雙目立體視覺的SSD立體匹配matlab代碼

# Licensed under the MIT License
import numpy as np
from PIL import Image

def stereo_match(left_img, right_img, kernel, max_offset):
    # Load in both images, assumed to be RGBA 8bit per channel images
    left_img = Image.open(left_img).convert('L')
    left = np.asarray(left_img)
    right_img = Image.open(right_img).convert('L')
    right = np.asarray(right_img)    
    w, h = left_img.size  # assume that both images are same size   
    
    # Depth (or disparity) map
    depth = np.zeros((w, h), np.uint8)
    depth.shape = h, w
       
    kernel_half = int(kernel / 2)    
    offset_adjust = 255 / max_offset  # this is used to map depth map output to 0-255 range
      
    for y in range(kernel_half, h - kernel_half):      
        print(".", end="", flush=True)  # let the user know that something is happening (slowly!)
        
        for x in range(kernel_half, w - kernel_half):
            best_offset = 0
            prev_ssd = 65534
            
            for offset in range(max_offset):               
                ssd = 0
                ssd_temp = 0                            
                
                # v and u are the x,y of our local window search, used to ensure a good 
                # match- going by the squared differences of two pixels alone is insufficient, 
                # we want to go by the squared differences of the neighbouring pixels too
                for v in range(-kernel_half, kernel_half):
                    for u in range(-kernel_half, kernel_half):
                        # iteratively sum the sum of squared differences value for this block
                        # left[] and right[] are arrays of uint8, so converting them to int saves
                        # potential overflow, and executes a lot faster 
                        ssd_temp = int(left[y+v, x+u]) - int(right[y+v, (x+u) - offset])  
                        ssd += ssd_temp * ssd_temp              
                
                # if this value is smaller than the previous ssd at this block
                # then it's theoretically a closer match.
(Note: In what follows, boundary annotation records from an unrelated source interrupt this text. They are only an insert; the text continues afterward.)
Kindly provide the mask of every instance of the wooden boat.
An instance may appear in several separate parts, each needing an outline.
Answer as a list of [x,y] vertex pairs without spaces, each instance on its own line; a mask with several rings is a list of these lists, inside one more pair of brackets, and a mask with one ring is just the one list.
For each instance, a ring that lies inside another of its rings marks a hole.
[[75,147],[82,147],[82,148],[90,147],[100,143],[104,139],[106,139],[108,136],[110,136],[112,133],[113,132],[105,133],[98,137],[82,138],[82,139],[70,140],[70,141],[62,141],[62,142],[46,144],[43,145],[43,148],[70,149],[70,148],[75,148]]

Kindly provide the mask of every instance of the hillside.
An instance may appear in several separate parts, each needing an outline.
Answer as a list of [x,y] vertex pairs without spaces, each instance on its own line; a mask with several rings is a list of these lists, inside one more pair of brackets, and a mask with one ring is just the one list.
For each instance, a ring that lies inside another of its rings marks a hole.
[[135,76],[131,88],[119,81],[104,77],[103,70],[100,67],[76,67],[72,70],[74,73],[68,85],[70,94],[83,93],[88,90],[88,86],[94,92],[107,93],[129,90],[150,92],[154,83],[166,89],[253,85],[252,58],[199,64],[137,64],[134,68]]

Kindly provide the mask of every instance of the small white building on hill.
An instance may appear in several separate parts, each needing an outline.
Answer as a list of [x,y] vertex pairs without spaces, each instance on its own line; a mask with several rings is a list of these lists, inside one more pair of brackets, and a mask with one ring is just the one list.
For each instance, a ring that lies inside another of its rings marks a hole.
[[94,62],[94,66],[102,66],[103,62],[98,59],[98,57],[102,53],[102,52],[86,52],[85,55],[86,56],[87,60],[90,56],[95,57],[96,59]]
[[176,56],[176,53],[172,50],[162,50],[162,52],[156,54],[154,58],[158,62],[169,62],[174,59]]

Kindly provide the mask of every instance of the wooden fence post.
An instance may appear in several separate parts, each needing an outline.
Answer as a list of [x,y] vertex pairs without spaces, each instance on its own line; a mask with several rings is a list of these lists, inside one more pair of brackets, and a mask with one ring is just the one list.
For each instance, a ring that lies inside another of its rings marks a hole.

Store this value against
                # this block..
                if ssd < prev_ssd:
                    prev_ssd = ssd
                    best_offset = offset
                            
            # set depth output for this x,y location to the best match
            depth[y, x] = best_offset * offset_adjust
                                
    # Convert to PIL and save it
    Image.fromarray(depth).save('depth.png')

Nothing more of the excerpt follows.